Restaurant information
- Established: 2017
- Head chef: Michele Casadei Massari
- Location: 621 Amsterdam Avenue, New York, New York, 10024, United States
- Coordinates: 40°47′25″N 73°58′22″W﻿ / ﻿40.79028°N 73.97278°W
- Website: lucciolanyc.com

= Lucciola (restaurant) =

Italian trattoria restaurant in New York City

Lucciola is a 20-seat Italian fine dining on the Upper West Side, in New York. It was founded in 2017 by Chef Michele Casadei Massari along with Wine Director Alberto Ghezzi. It serves creative fine dining interpretations inspired by his roots from Emilia Romagna, such as recipes with balsamic vinegar from Modena, Parmigiano Reggiano, Tortellini, and "Latte in piedi", a dessert made of milk, typical of Bologna. The name "Lucciola" means firefly, and was inspired by Pasolini article. It won the Wine Spectator Award for its 1450 bottle cellar, and has a wine club where the patrons can taste several bottles with the wine producers.

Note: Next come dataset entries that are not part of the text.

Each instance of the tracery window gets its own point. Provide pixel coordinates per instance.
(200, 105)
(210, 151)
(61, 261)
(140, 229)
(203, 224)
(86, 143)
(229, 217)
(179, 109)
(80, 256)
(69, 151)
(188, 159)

In 2026 was awarded "Tre Forchette" from Gambero Rosso.

==History==
Lucciola is the second restaurant by Chef Michele Casadei Massari, with Piccolo Cafe being the first one. It paid homage to Festa di Laurea director Pupi Avati. Piccolo Cafe was a bistro coffee chain, closed during the COVID-19 pandemic.

The restaurant has a blog where news, stories from the Chef and updates are available to readers and patrons.